Mais pour ma part je me demande si cette réitération presque excessive du gris ne pourrait pas être appréciée de façon plus globale (à défaut de moyens plus complets, il suffit de faire fonctionner le moteur de recherche sur ce terme pour constater le nombre d’occurrence dans la seule section du légendaire).
Cette insistance m’apparaît comme une intention délibérée de Tolkien
et me fait davantage penser à un procédé littéraire qui, à ma connaissance serait original et génial.

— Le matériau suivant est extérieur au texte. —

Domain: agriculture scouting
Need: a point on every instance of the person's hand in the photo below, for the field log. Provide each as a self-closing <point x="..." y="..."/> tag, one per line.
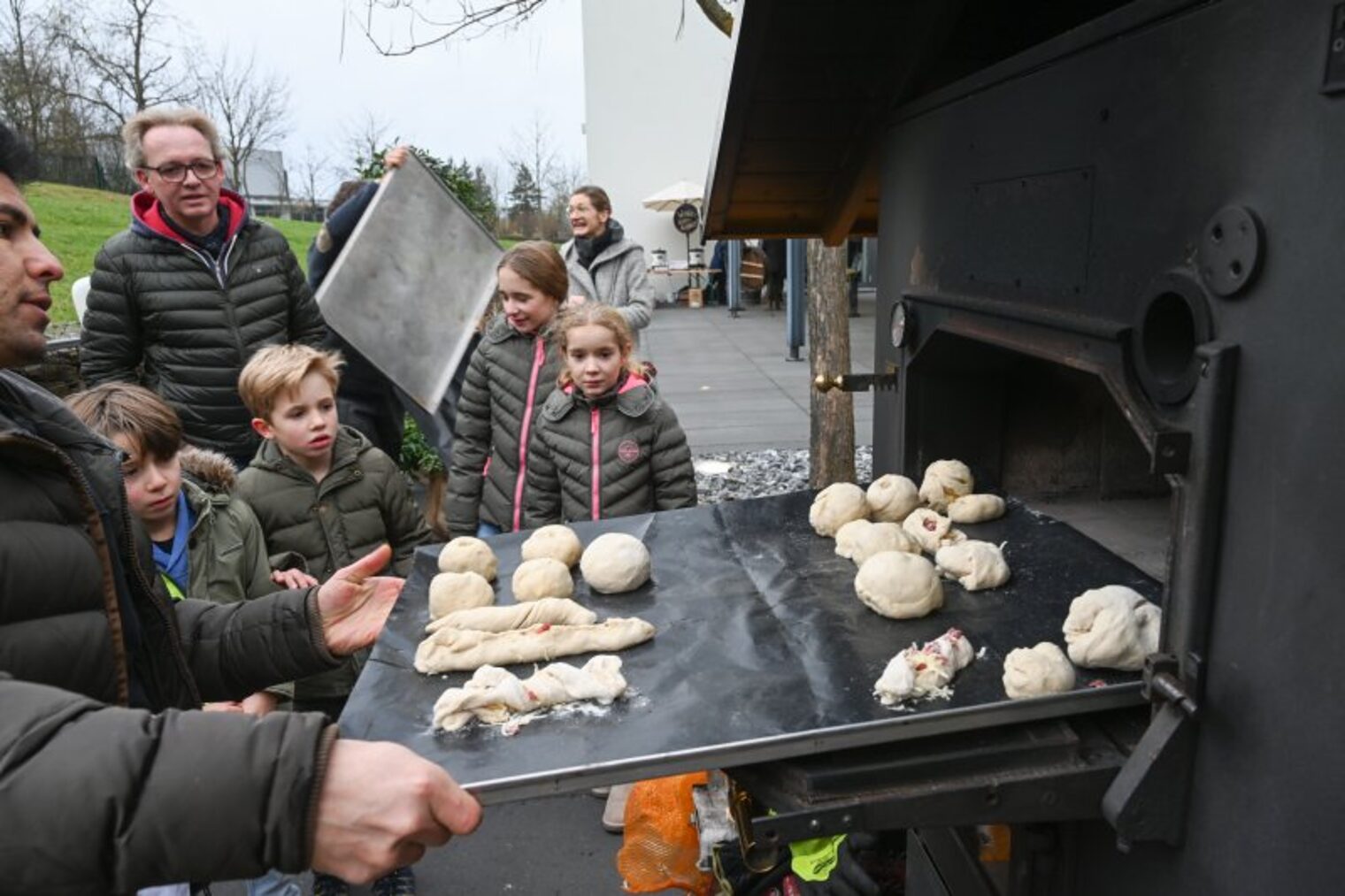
<point x="396" y="157"/>
<point x="260" y="704"/>
<point x="380" y="806"/>
<point x="356" y="601"/>
<point x="292" y="578"/>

Cette pensée me revient avec force depuis ma réflexion sur Osgiliath où Tolkien, de mon point de vue , oriente (dirige) les pensées de son lecteur en agissant subrepticement sur son subconscient par d’adroits procédés comme la répétition de mots, de phrases apparemment négligemment reproduites à plusieurs dizaines de pages d’intervalle pour relier des instants d’émotion ou simplement fondre dans notre esprit des scènes vécues à des instants différents comme autant de moyens propres à stimuler notre mémoire, semblables à ce qu’on pourrait appeler dans un certain jargon des solutions de continuité !
Telle cette réitération du mot « histoire » aux « Escaliers de Cirith Ungol » qui me (nous ?) ramène « au Miroir de Galadriel » pour évoquer « ce qu’il y a de bon en ce monde, qui est menacé et mérite qu’on se batte » (pardon de vous rappeler à nouveau ce sinistre passage !)
N’est-ce pas par cette utilisation fréquente du gris que Tolkien a intentionnellement projeté dans notre esprit cette mélancolie qu’on associe généralement à cette tonalité et qui génère des sentiments tels que ceux exprimés par Ylem dans le fuseau « happy End »
....forts accents desesperants, tristesse face aux separations, au caractere ephemere de l’histoire du monde et de chacun, a l’injustice, melancolie face a la perte du « merveilleux », du temps de l’innocence, de la nature preservee,
puis quelques promesses, quelques lueurs, quelques taches de couleur, mais bien ephemeres aussi, dans un monde decidement tres sombre lors des moments de crise ou "entre gris clair et gris fonce", dans le quotidien.
C’est ce melange de sentiments dont je ne peux me departir, a chaque fois que je relis l’epilogue du SDA. (Ylem.)
et son intention n’était-elle pas encore plus ambitieuse à savoir influencer l’ensemble du récit d’une symbolique plus significative, exprimant la neutralité ou l’oscillation permanente entre le noir et le gris , qu’on pourrait lire comme une démonstration de l’absence totale de frontière entre le bien et le mal.( à ajouter si c’était encore nécessaire en tant qu’argument supplémentaire contre le manichéisme du SDA )
Toute cette réflexion n’est peut-être pas originale !!